We recognise that Art and Design stimulates creativity and imagination. It should enable all children to communicate what they see, feel and think through the use of the art disciplines including drawing, sculpting and painting. We encourage children to explore ideas and meanings through the work of a range of artists, craft makers and designers. Our art learning is always cross-curricular with other areas of the curriculum.
Art Long Term Plan
Range of Artists
End of Key Stage One Expectations
By the end of Key Stage 1, as artists, children will be able to:
- Speak keenly about art and articulate how it makes them feel
- Experience and identify a range of media in a creative way to design their own artwork
- Develop their own use of line, colour, tone, shape, shape, texture, form and pattern.
- Respond to art, explaining likes, dislikes and describing the effects which have been used.
- Have knowledge of at least three artists
Our sequences of lessons offer progression in the art disciplines (including drawing, sculpting and painting every year) and progression in the visual elements (colour, pattern, texture, line, shape, form and space.)
It equips the children with the knowledge and skills to experiment, invent and create their own works of art, craft and design and, as the children progress, they should be able to think critically and develop a more rigorous understanding of art and design.
The art curriculum at Woodfield has been designed to ensure it links closely to the National Curriculum. Our long term plan, the progression in the art disciplines document and progression in the visual elements document guides the teachers in planning appropriate, sequential learning experiences for the children. The long term plan ensures that all aspects of the art curriculum are experienced and also revisited to build upon previous learning.
A progression in the visual element vocabulary document has been created with all teaching staff. This is to ensure that children know and remember a range of words for each visual element (e.g. colour/ texture etc.) This runs from EYFS – Year 2.

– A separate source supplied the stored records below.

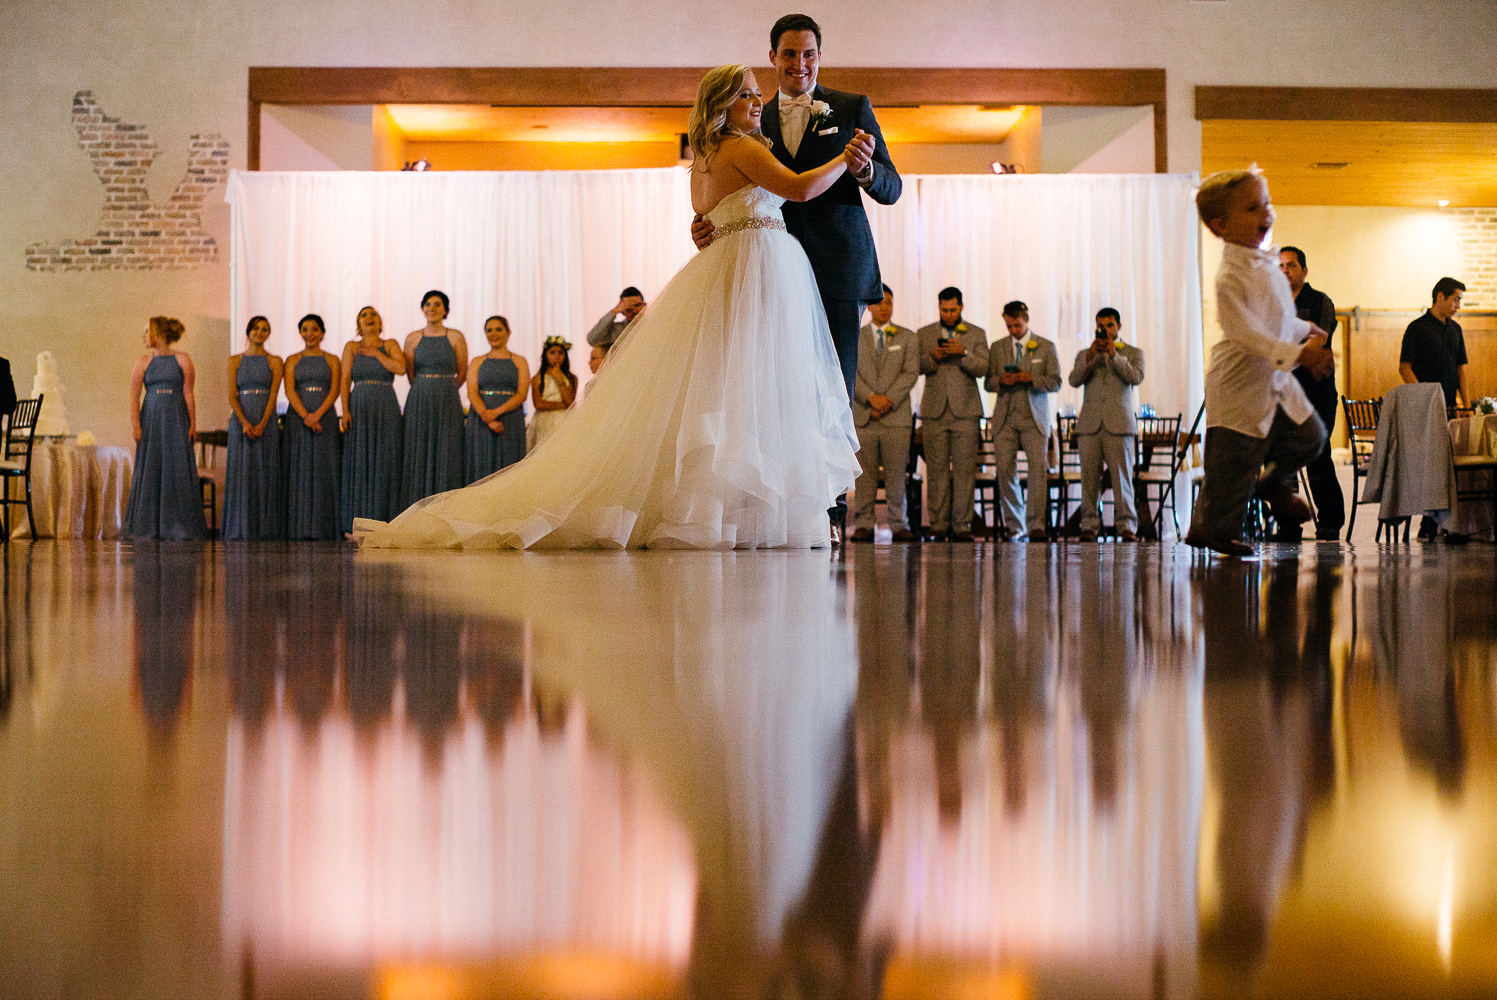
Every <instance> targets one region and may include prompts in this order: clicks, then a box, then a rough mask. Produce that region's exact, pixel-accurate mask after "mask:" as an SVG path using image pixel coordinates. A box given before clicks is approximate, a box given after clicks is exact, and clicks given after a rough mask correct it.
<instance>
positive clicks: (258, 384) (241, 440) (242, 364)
mask: <svg viewBox="0 0 1497 1000" xmlns="http://www.w3.org/2000/svg"><path fill="white" fill-rule="evenodd" d="M244 335H246V337H247V338H249V341H250V346H249V347H246V349H244V353H243V355H234V356H232V358H229V409H231V410H234V415H232V416H231V418H229V470H228V473H226V476H225V482H223V537H225V539H226V540H231V542H268V540H272V539H280V537H286V496H284V494H283V493H281V485H283V484H281V464H280V424H278V422H277V421H275V398H277V397H278V395H280V380H281V359H280V358H277V356H275V355H272V353H269V352H266V350H265V341H266V340H269V335H271V323H269V320H268V319H265V317H263V316H256V317H253V319H250V325H249V328H246V331H244Z"/></svg>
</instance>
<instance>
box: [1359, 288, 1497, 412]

Knowledge organisers detail what knowledge the children should bring with then to the unit of work, what the children will learn in a unit of work and what they will go onto learn next. As well as detailing key vocabulary, knowledge and skills.
Progression in Art
Knowledge Organiser examples
In EYFS there is continuous provision of art and design opportunities: these activities make important contributions to children’s development in the areas of Expressive Arts and Design, Physical Development and Communication and Language. They are also important in children’s Personal, Social and Emotional development.
In Key Stage 1, children’s’ learning is recorded in sketchbooks. These tell the story of the artistic journey the children have taken throughout their projects:
- The starting theme
- Learning from and reflecting on artists
- Practising and developing skills
- Mind maps/ moodboards/ designs for their final piece (including drawings)
- The final piece
They will include a mixture of writing, practical work and photos (or Seesaw links).
All children should have opportunities to reflect and evaluate on their learning. This can be done orally or in written form. They should have opportunities to respond to their own, peers, and artists work in a progressive manner (this is detailed in the progression in art disciplines document). They should be using visual element vocabulary (e.g. colour, pattern, texture etc.)
Throughout all of the art curriculum, children are encouraged to use their ‘Learning Powers’. For example, children are expected to be reflective and review their work, thinking about how they can make changes and keep improving. Children are also encouraged to be curious, asking questions and show resilience if something becomes difficult. Art is a great way of encouraging the children to review their work and that of peers whilst also being kind to themselves and others.
Inclusivity in art
Effective quality first teaching is the key to enabling all children to participate and develop their artistic knowledge and skills. Curriculum adaptations within lessons can often be a vital component to ensure that a balance of support and challenge is achieved by all learners.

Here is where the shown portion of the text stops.